The thesis, if Becoming Bond really has one, is that in order to understand the one thing everyone knows about Lazenby – that he’s the crazy guy who quit Bond after a single film – you have to first know everything he had done in life to that point had been based on instinct, a “seize the day” philosophy and, frankly, Forrest Gump-esque dumb luck. The impulsive drive which led him to abandon his home for London in pursuit of a posh girl he’d fallen in love with is the same impulse which led him away from Bond even when everyone other than his agent told him he was insane. It simply felt right to him to go after that girl just as it felt right to him to walk away from Bond. His story need not be defined by the career he refused but by the life he chose to live instead. Success, after all, can be measured any number of ways.

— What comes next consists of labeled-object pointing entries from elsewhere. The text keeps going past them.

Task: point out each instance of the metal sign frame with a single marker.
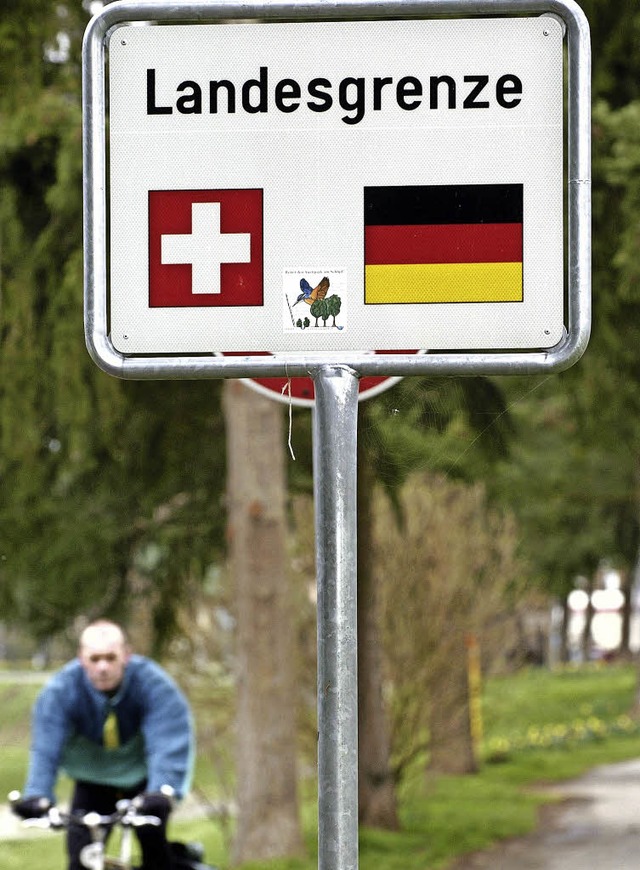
(197, 366)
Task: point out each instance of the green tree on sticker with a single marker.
(334, 304)
(318, 310)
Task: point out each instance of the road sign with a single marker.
(315, 185)
(336, 187)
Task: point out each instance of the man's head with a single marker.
(104, 654)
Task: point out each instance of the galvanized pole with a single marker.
(335, 440)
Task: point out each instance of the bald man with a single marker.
(118, 725)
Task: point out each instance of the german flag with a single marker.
(443, 243)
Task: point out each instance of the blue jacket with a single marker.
(156, 744)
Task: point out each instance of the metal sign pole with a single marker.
(335, 440)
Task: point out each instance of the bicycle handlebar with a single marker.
(126, 814)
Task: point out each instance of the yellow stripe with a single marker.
(443, 282)
(110, 734)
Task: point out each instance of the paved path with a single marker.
(596, 827)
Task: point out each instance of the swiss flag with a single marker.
(205, 248)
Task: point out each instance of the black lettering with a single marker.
(261, 84)
(191, 103)
(152, 108)
(505, 86)
(408, 87)
(378, 84)
(434, 83)
(326, 100)
(214, 87)
(287, 89)
(470, 101)
(347, 104)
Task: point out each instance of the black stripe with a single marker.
(443, 204)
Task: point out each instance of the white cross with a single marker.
(206, 248)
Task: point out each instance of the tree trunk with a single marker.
(450, 739)
(376, 786)
(268, 816)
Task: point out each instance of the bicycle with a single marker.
(185, 856)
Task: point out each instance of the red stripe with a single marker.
(443, 243)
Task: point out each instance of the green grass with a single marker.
(540, 727)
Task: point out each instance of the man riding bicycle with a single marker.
(118, 725)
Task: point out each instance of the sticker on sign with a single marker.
(337, 192)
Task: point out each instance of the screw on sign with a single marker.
(299, 391)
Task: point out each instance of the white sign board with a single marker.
(336, 186)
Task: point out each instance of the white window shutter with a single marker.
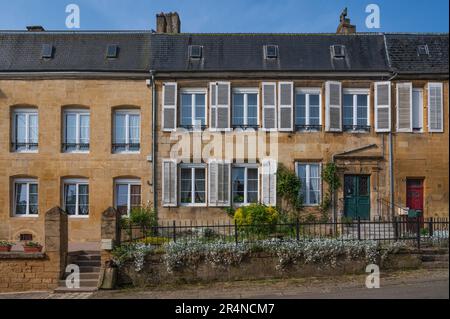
(269, 101)
(169, 183)
(383, 106)
(286, 106)
(404, 107)
(169, 113)
(333, 105)
(269, 182)
(435, 107)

Except that last part rings fairly hollow since the documentary effectively ends after finally getting to him walking away from Bond and offers only Lazenby’s brief “I did some fun stuff after that, got married, had kids” as evidence of his happy, post-Bond life. Moreover, there are multiple areas where Greenbaum could have plunged deeper. I, for one, cannot believe he didn’t draw the obvious connection between the heartbreak Lazenby suffered in his romantic life immediately prior to filming On Her Majesty’s Secret Service and the heartbreak his Bond suffers in the film’s most famous scene, the brutal ending which sees Bond cradling the dead body of his new bride and delusionally assuring cops: “It’s all right. It’s quite all right, really. She’s having a rest. We’ll be going on soon. There’s no hurry you see, we have all the time in the world.”
But that’s perhaps a minor quibble, a misreading of how deep Greenbaum actually wanted to go with this. His goal appears to have been to simply let Lazenby tell his story with all the charm of a real life World’s Most Interesting Man, and then offer up some Austin Powers-like jokey recreations to help make the medicine go down. If that means meandering off on occasion to discuss Lazenby’s first acid trip or that time he was having sex with a French girl when a life-changing phone call came his way then so be it.
THE BOTTOM LINE
Becoming Bond is the documentary equivalent of bumping into a semi-famous person at a bar, and chatting them up about their increasingly improbable, but all-around awesome-sounding life into the wee hours of the morning. It’s not exactly the most illuminating experience in terms of life lessons learned, but it’s a damn fun evening, one best enjoyed if unburdened by “how much of this actually happened?” concerns.